Barro suit le même raisonnement, en montrant que l'investissement public ou mixte (public/privé) dans les infrastructures (ports, aéroports, cables optiques, routes, écoles etc) ont un coût collectif, mais sont facteur d'externalités positives (gains de temps pour les transports, attractivité pour les IDE, etc), expliquant ainsi la croissance à long terme (notons que Keynes, lui, insiste sur les conséquences conjoncturelles, en termes de revenus et d'effet-multiplicateur, de l'investissement public).

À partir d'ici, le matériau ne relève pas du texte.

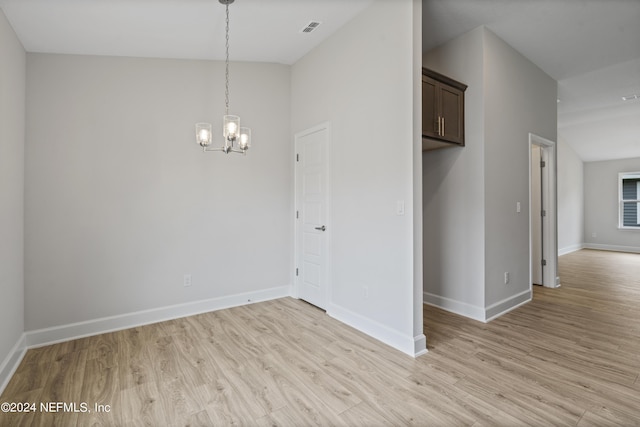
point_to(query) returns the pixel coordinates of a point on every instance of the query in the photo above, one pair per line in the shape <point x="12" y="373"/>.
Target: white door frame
<point x="326" y="126"/>
<point x="549" y="193"/>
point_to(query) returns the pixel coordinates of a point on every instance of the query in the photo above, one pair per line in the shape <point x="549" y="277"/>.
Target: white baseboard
<point x="56" y="334"/>
<point x="454" y="306"/>
<point x="615" y="248"/>
<point x="12" y="361"/>
<point x="413" y="346"/>
<point x="569" y="249"/>
<point x="507" y="304"/>
<point x="478" y="313"/>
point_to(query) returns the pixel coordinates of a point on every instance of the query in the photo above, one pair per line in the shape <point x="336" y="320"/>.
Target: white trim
<point x="454" y="306"/>
<point x="12" y="361"/>
<point x="506" y="305"/>
<point x="569" y="249"/>
<point x="56" y="334"/>
<point x="391" y="337"/>
<point x="480" y="314"/>
<point x="614" y="248"/>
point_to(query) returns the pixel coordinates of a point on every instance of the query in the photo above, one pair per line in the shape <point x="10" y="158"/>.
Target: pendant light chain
<point x="226" y="75"/>
<point x="236" y="139"/>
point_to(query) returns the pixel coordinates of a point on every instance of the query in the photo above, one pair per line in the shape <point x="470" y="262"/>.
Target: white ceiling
<point x="261" y="30"/>
<point x="592" y="47"/>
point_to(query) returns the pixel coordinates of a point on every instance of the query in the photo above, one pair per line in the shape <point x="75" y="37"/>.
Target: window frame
<point x="621" y="201"/>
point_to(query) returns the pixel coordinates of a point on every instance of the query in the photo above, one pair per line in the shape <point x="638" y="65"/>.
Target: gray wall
<point x="472" y="232"/>
<point x="368" y="98"/>
<point x="570" y="199"/>
<point x="120" y="200"/>
<point x="453" y="185"/>
<point x="519" y="98"/>
<point x="601" y="206"/>
<point x="12" y="119"/>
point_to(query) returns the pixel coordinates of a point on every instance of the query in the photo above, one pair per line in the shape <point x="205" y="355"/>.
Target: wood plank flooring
<point x="571" y="357"/>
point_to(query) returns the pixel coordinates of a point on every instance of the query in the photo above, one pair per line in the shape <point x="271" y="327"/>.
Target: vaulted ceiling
<point x="591" y="47"/>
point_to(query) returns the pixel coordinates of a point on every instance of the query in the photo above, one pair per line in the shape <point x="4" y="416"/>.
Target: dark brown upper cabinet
<point x="442" y="111"/>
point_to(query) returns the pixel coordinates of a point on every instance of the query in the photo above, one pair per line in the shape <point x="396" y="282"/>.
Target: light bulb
<point x="232" y="128"/>
<point x="203" y="136"/>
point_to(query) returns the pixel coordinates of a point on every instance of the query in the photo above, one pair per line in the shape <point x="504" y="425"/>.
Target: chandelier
<point x="236" y="139"/>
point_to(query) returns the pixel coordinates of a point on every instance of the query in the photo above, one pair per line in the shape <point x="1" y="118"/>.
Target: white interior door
<point x="536" y="218"/>
<point x="312" y="219"/>
<point x="547" y="176"/>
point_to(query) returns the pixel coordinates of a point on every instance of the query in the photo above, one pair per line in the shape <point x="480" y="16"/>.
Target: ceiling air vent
<point x="310" y="27"/>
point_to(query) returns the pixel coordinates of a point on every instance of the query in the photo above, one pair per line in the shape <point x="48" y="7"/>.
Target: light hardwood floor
<point x="570" y="357"/>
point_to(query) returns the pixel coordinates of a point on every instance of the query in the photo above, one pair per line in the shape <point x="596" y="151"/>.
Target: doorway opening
<point x="543" y="235"/>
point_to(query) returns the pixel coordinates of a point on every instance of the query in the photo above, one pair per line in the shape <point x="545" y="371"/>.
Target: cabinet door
<point x="452" y="114"/>
<point x="429" y="107"/>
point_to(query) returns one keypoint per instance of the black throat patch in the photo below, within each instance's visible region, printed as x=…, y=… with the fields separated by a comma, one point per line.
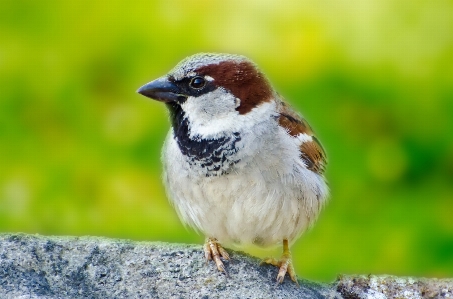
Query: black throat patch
x=214, y=156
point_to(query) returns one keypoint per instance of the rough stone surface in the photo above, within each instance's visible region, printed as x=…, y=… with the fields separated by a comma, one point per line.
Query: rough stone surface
x=87, y=267
x=382, y=287
x=34, y=266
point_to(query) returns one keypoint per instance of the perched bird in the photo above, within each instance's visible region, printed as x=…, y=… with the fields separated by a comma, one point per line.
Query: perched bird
x=240, y=166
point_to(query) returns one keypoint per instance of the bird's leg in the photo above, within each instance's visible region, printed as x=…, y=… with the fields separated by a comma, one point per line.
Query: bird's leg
x=213, y=250
x=285, y=264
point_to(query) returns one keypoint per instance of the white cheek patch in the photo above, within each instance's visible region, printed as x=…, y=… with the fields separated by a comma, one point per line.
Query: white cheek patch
x=304, y=138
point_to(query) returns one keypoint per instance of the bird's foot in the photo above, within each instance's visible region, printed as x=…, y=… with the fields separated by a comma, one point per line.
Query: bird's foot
x=213, y=251
x=285, y=264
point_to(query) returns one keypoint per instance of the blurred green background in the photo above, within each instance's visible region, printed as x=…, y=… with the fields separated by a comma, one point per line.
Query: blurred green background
x=79, y=149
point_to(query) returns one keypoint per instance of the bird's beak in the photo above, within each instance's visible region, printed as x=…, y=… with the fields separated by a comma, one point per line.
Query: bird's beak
x=162, y=90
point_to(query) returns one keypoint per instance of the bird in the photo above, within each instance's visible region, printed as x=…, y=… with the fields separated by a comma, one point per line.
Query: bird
x=240, y=165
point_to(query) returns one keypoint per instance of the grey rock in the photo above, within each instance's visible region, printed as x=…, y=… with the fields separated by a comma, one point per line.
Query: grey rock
x=34, y=266
x=387, y=286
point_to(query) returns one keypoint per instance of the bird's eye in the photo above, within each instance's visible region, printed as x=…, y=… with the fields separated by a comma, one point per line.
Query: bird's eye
x=197, y=82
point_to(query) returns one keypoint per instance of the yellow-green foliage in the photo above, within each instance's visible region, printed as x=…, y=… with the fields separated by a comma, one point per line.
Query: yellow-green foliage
x=79, y=149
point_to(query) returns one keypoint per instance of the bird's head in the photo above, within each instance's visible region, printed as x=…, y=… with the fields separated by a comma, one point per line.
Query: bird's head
x=211, y=90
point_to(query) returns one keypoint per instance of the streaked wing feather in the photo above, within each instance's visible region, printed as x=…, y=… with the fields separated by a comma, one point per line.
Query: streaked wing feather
x=311, y=152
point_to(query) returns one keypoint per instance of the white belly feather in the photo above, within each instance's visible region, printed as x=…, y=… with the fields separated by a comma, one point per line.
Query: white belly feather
x=265, y=198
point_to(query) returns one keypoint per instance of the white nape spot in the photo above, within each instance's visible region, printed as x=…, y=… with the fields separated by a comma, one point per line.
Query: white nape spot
x=304, y=138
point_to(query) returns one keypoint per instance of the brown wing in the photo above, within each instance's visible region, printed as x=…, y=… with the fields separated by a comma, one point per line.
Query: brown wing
x=311, y=152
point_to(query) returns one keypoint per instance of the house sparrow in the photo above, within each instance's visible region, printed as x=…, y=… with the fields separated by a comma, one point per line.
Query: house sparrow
x=240, y=166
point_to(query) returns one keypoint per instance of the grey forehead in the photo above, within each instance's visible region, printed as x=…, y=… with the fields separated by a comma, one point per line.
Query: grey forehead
x=191, y=63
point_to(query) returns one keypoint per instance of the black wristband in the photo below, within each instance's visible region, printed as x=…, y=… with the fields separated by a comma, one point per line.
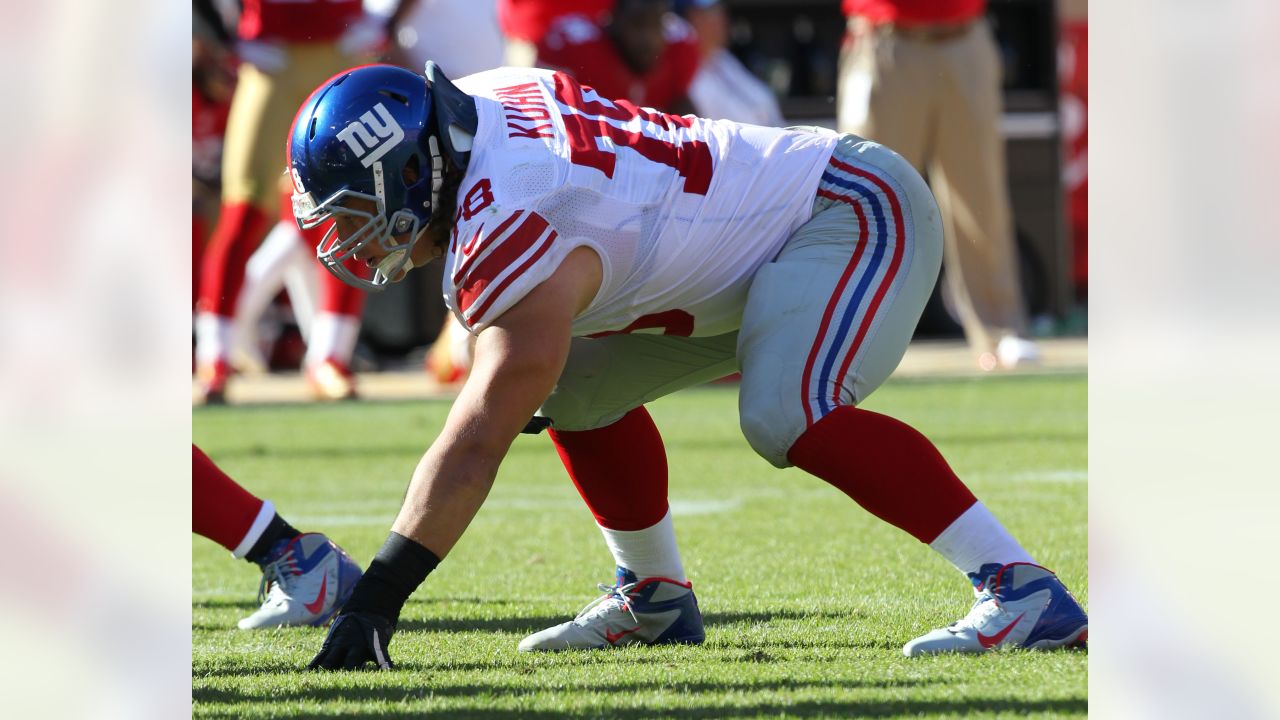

Ces théories (très en vogue de nos jours) sont appelées théories de la croissance endogène, car elles expliquent d'où vient le progrès technique générateur de croissance, ce que n'avait pas fait leur prédécesseur Solow.

Acte III

A la fin des années 80, le vénérable Solow tente de reprendre la maîtrise du jeu, en posant son fameux paradoxe : "on voit des ordinateurs partout, sauf dans les statistiques". En effet, à cette époque, les ordinateurs commencent à peupler les entreprises, les foyers et les administrations. Des pans entiers d'activités naissent sous l'impulsion de grands groupes (IBM...) ou d' « entrepreneurs schumpétériens »( Steve Jobs pour Apple, Bill Gates pour Microsoft) - constructeurs de matériel, éditeurs de logiciels, maintenance etc - , de nouveaux métiers apparaissent et des emplois se développent (dans la "Silicon Valley" en Californie, notamment). Pourtant, en tant qu'innovation de procédé, l'informatique peine à engendrer des gains de productivité dans les secteurs traditionnels (ex : automobile, banque, communication etc) : c'est le "paradoxe de Solow".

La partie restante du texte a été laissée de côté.